Come riportava Tpi, già un anno fa, parlando del tema dei rifugiati siriani e della cittadinanza turca agli stessi, quello che sta avvenendo nei campi profughi turchi è una sorta di esperimento di ingegneria sociale. La testata online riportava le parole di un funzionario dell’Alto Commissariato Onu per i rifugiati che ricordava come “Nei campi i ragazzi inneggiano a Erdogan, a Gaziantep le Ong raccontano di percorsi privilegiati per le richieste di cittadinanza dei medici siriani.
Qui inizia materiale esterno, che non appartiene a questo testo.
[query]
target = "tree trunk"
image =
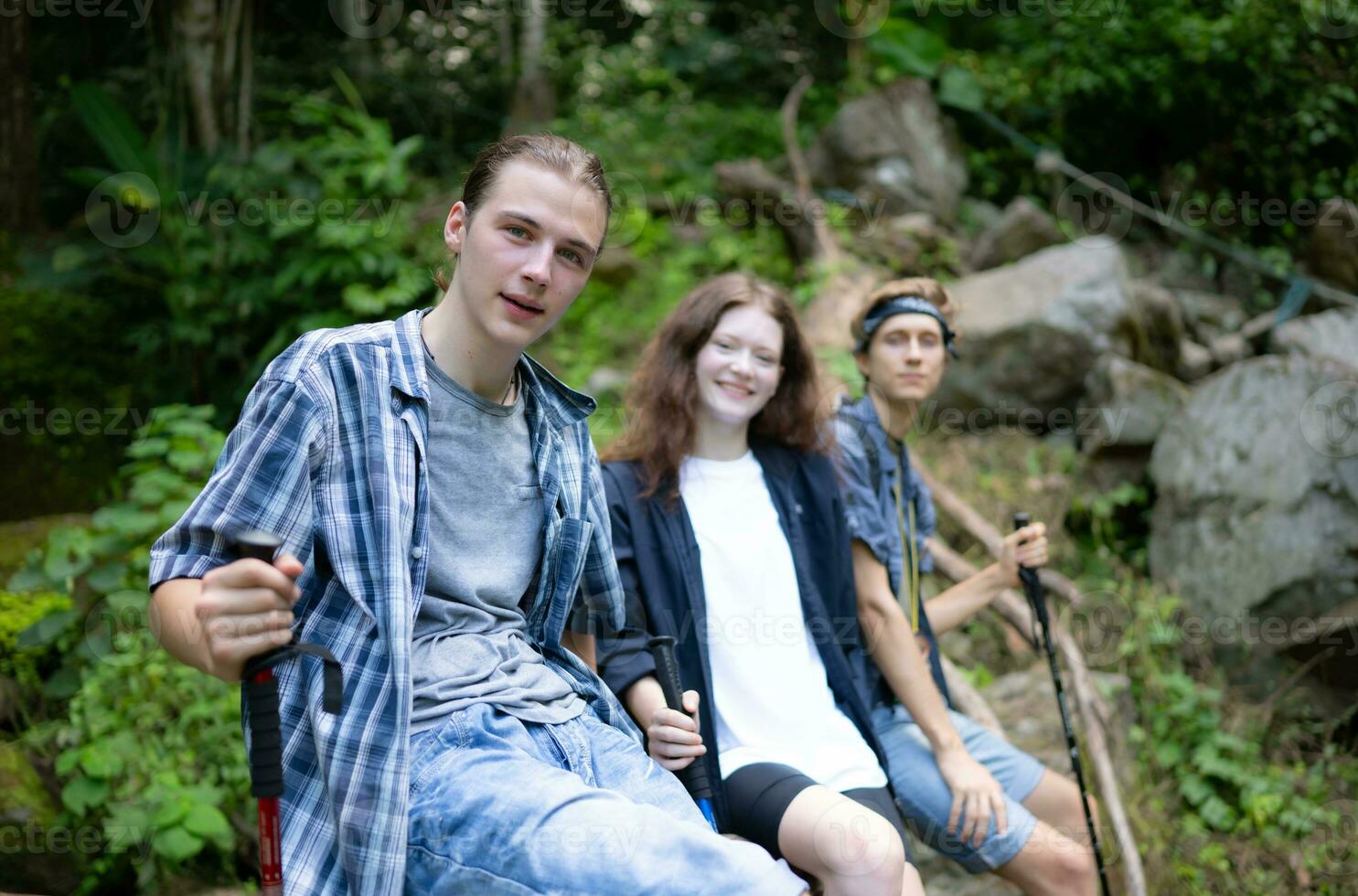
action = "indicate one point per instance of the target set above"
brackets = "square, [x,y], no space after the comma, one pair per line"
[534,102]
[18,157]
[198,26]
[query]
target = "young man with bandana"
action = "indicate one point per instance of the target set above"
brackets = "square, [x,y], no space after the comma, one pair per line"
[966,792]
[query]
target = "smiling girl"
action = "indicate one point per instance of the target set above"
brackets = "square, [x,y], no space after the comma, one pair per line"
[730,538]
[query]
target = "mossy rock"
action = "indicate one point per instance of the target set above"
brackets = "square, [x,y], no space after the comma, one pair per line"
[31,816]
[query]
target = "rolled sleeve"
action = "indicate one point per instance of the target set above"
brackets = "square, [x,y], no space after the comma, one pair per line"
[261,482]
[862,509]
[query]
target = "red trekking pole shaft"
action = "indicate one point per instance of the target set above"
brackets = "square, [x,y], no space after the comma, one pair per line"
[261,693]
[265,739]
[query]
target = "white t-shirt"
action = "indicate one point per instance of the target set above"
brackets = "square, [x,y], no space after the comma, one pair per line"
[769,683]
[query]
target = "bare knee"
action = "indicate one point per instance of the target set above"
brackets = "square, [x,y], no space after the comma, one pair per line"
[910,882]
[1073,869]
[865,857]
[1053,865]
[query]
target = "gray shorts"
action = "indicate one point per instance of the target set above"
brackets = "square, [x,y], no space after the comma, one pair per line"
[926,800]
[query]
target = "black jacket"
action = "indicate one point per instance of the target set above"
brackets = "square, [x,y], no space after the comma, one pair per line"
[661,577]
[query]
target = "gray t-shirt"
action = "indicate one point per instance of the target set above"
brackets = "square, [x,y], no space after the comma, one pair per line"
[470,640]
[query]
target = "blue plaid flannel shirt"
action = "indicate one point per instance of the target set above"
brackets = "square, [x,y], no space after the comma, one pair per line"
[329,455]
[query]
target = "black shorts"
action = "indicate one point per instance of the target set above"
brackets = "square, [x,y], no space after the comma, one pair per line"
[759,795]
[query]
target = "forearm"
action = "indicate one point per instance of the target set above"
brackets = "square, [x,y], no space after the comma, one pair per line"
[896,653]
[963,601]
[644,698]
[176,624]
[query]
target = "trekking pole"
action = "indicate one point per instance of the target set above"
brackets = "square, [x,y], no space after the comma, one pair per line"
[696,774]
[265,732]
[1032,588]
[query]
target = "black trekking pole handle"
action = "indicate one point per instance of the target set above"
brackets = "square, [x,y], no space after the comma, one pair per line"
[1038,601]
[694,775]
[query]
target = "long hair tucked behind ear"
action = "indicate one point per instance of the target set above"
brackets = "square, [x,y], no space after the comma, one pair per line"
[663,395]
[546,150]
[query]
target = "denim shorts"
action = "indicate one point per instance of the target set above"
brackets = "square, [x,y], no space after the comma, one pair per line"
[925,795]
[500,805]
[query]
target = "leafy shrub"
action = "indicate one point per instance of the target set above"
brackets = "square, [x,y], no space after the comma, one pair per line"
[179,805]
La gente capisce che non rientrerà a breve, e che pertanto la cittadinanza è una medicina per quello che rischia di diventare uno scenario palestinese”.

In pratica succede quello che molti delle opposizioni temevano potesse accadere, e cioè che Erdogan sfrutti questi milioni di profughi siriani per ricevere finanziamenti internazionali e per influenza la Siria post-bellica, ma soprattutto anche in chiave interna per fare in modo di sfruttare la benevolenza di questi disperati utilizzandoli dove ha più bisogno. C’è chi dice che li voglia trasferire nel sudest della Turchia per insidiare la maggioranza curda. C’è chi dice che voglia sfruttarli come forza lavoro a basso costo e tendenzialmente fedele perché desiderosa di ottenere la cittadinanza. C’è infine chi dice che tutto questo sia solo un modo per depauperare la Siria del futuro di una parte della popolazione, in modo da privarla di manodopera e di popolazione giovane. Basta un dato per comprendere cosa significhi avere questi profughi: sono tre milioni su una popolazione siriana che, ad oggi, arriva a 18 milioni. Praticamente un sesto della popolazione siriana vive nei campi profughi turchi: un sesto di popolazione che è sempre più legata al destino della Turchia.